Silently, Feannag and Skaal followed.

Bree laughed, even as she wound her arms around his neck. “What are you up to?”

He grinned down at her. “You’ll see soon enough.”

And with that, he carried her into the woods.

EPILOGUE: HOLDING FAST

Four moons later …

“DON’T GRIP THE blade so tightly, Lara.”

“Very well … like this?”

“Better … but hold it lower, and closer to your body. Otherwise, I can do this.”

Like a striking adder, Bree’s hand shot out, her fingers folding around Lara’s slender wrist, holding it fast. Aye, she no longer had Shee reflexes, but she was still quick.

Lara made a frustrated sound in the back of her throat. “Cods!”

“I made the same error, Your Highness,” Mirren quipped. The maid, who was busy folding clothes in the corner of the wide alcove, wore a solemn expression, although her blue eyes twinkled. “We all think waving a blade in an assailant’s face is the way to scare them off.”

The High Queen flashed her handmaid an irritated look yet didn’t contradict her.

Swallowing a smile, Bree moved Lara’s wrist down so that it was level with her belly and pushed it closer to the High Queen’s torso. She then adjusted her grip on the handle. “The trick,” she added. “Is to keep moving. That way, you’ll be much harder to stab.”

Lara muttered an unqueenly curse, causing Mirren to still in her folding and Bree to raise an eyebrow. “Maybe I should give up these lessons … I feel like a bumbling fool.”

“Everyone does when they start,” Bree reminded her. “But you’ve already learned how to defend yourself with your fists … and do so well. Don’t be so hard on yourself.”

Lara nodded, although her expression remained strained.

In the moons since Bree had stepped into the role of her warder and advisor, she’d noticed Lara had grown increasingly critical of herself. The woman barely slept. Every eve, she stayed up late studying the scrolls that Gil dug up for her or meeting with her druidic council.

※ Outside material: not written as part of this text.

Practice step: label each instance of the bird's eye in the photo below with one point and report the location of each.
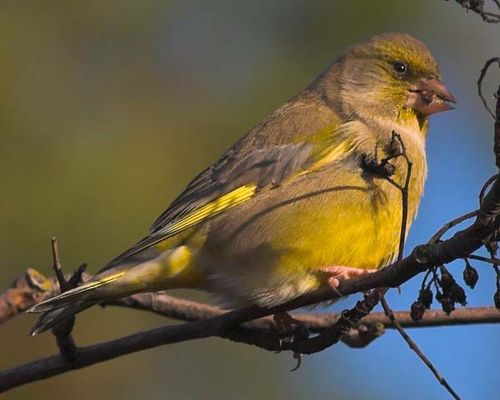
(400, 67)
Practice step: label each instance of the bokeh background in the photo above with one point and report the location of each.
(108, 108)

The Shee still held the north, although they’d been silent ever since the battle just after Gateway. Ominously so. Aye, they hadn’t expected an attack during the bitter season—for moving an army through snowstorms would have been foolish indeed—but now that the weather was warming up, the atmosphere in Duncrag grew tense.

Lara knew that Mor was preparing herself for another campaign—as such, she’d spent the winter and most of the spring, so far, rebuilding her armies. New overkings sat on the thrones of Braewall and Baldeen, cousins of those who’d fallen at Cannich. Lara had worked hard to conscript more men and women, to replace the many warriors Albia had lost. They’d also had to train them swiftly to strengthen the defenses at the new border forts of Dulross and Doure.

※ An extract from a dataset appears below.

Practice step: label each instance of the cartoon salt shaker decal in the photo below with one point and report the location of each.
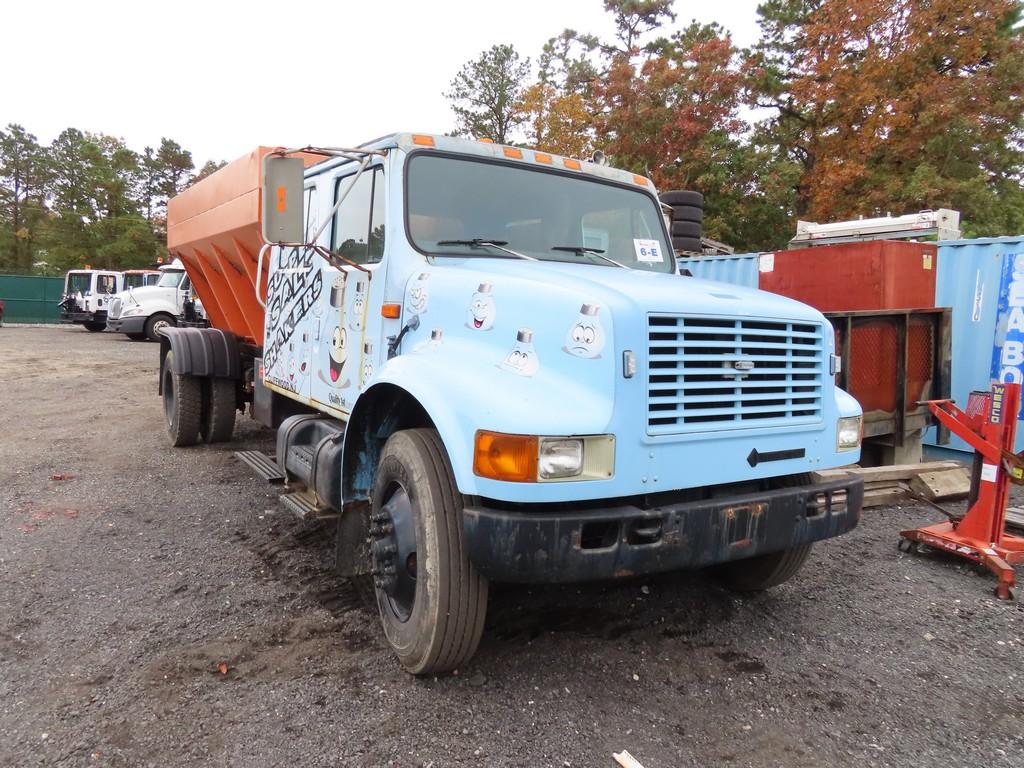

No word had come from the northern Uplands though—Strath, Rothie, and Morae—so it seemed that those places too had fallen to the Shee.

It had been a difficult time. Lara had yet to prove herself as the High Queen. Word arrived regularly of just how low morale was throughout The Wolds; especially since those in southernAlbia learned that the hill-tribes and faery creatures had sided with the Shee.

“I feel as if I’m standing still when I should be running,” Lara admitted then. “The waiting is getting to me.”

“Your people are calling for you to take back The Uplands, Your Highness,” Mirren said then, her brow furrowing. “Will you?”

Lara’s lips thinned, a hard glint appearing in her pine-green eyes. “Aye.” Not for the first time, the look reminded Bree of the High Queen’s father, Talorc mac Brude. She’d inherited little from her sire—save a stubborn streak and a vindictive edge that surfaced occasionally.

The latter concerned Bree a little. Talorc mac Brude’s insatiable hunger for reckoning had been his undoing, and striking off his former master’s head hadn’t brought Cailean the satisfaction he’d craved either. Revenge was a double-edged sword.

Aye, their recent defeat had caused something dark to take root inside of Lara, and if she wasn’t careful, it would consume her.